Oh, my. I don't think it gets any worse than what you are describing; you can't even "name names" while you are involved in the "negotiations". I have been very lucky when it comes to contractors and have never had something like this happen. We had a room added to our house by an A rated AL contractor and they did a fantastic job: even though they came across several unexpected problems, which had to have eaten into their profits, the contract was honored without issue. Note: this was before I became an Angie's List employee! [:D]

My mother, on the other hand, who is dealing with contractors in South Florida (Angie's List has only recently arrived to the area), sees this sort of thing all the time. The problems have only gotten worse since last year's hurricanes came through and there doesn't seem to be any solution.

Most people don't know how to fight this sort of scam and I'm very interested in hearing from others about creative ways of solving this type of problem. In the meantime, keep us posted on the progress you are making.

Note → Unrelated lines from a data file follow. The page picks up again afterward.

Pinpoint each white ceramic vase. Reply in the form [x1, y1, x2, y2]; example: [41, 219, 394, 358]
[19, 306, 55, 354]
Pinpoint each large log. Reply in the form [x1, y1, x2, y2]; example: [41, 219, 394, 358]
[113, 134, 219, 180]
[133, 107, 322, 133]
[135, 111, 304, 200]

Answered 9 years ago by MichaelL


Thanks Michael, We've done two projects before and have never encountered anything like this. So far we've hired several independant experts to categorize, document and do a financial accounting with photos of all the mistakes (I didn't even mention this part...they've made a total mess of my house and tried to pass it off as able to pass inspection). We also have email documentation of all their shenanigans and we're having an inspector from the city out to document (can't argue with those guys). But I, too would love to hear any other ideas people have to deal with this sort of thing, AND get my house built without any more delay. We do have someone reputable who's taken over.

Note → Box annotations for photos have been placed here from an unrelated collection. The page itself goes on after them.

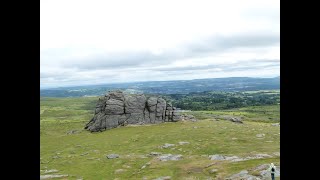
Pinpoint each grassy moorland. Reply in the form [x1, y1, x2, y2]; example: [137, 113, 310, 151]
[40, 97, 280, 180]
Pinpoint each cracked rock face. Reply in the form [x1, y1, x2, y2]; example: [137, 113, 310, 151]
[85, 90, 181, 132]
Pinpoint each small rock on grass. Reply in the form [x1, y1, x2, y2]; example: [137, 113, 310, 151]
[44, 169, 59, 174]
[158, 154, 182, 161]
[40, 174, 68, 180]
[179, 141, 190, 145]
[107, 154, 119, 159]
[155, 176, 171, 180]
[114, 169, 127, 174]
[256, 134, 266, 138]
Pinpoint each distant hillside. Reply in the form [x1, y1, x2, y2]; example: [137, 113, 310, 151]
[40, 77, 280, 97]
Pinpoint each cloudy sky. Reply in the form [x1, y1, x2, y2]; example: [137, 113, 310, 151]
[40, 0, 280, 88]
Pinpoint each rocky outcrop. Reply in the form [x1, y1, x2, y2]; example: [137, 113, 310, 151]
[85, 90, 181, 132]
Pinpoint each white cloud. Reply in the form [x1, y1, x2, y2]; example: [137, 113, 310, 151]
[40, 0, 280, 87]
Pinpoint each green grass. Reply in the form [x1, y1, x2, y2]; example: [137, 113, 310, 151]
[40, 97, 280, 180]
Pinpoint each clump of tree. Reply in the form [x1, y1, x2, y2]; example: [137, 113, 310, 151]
[165, 91, 280, 111]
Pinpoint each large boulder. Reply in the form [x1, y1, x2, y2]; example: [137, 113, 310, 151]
[85, 90, 182, 132]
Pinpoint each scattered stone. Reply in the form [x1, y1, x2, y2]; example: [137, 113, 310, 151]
[161, 143, 175, 149]
[273, 152, 280, 156]
[179, 141, 190, 145]
[52, 156, 61, 159]
[40, 174, 68, 180]
[230, 117, 243, 123]
[209, 169, 218, 174]
[209, 154, 225, 161]
[114, 169, 127, 174]
[252, 164, 269, 171]
[67, 130, 80, 134]
[122, 165, 131, 169]
[204, 163, 216, 168]
[107, 154, 119, 159]
[150, 152, 162, 156]
[256, 134, 266, 138]
[181, 114, 197, 122]
[154, 176, 171, 180]
[225, 156, 240, 161]
[80, 152, 89, 156]
[260, 166, 280, 179]
[44, 169, 59, 174]
[158, 154, 182, 161]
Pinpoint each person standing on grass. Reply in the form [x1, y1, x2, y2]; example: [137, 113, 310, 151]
[268, 163, 276, 180]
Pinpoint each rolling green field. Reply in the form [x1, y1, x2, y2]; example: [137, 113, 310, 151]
[40, 97, 280, 180]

Answered 9 years ago by kidwest


Do a Google for an Attorney who is top dog in this area. <Quenda Behler Story> She posts monthly articles in the JLC ( Journal of Light Construction )

Answered 9 years ago by aceinspector


Got one...thanks. It looks as if we have so many breaches of contract and instances of fraud that these guys are going down. They're still threatening us with leins, etc. but I'm pretty sure he doesn't want the documents I have to see the light of a jury....and if he does, it would almost be a welcome, vindicating experience!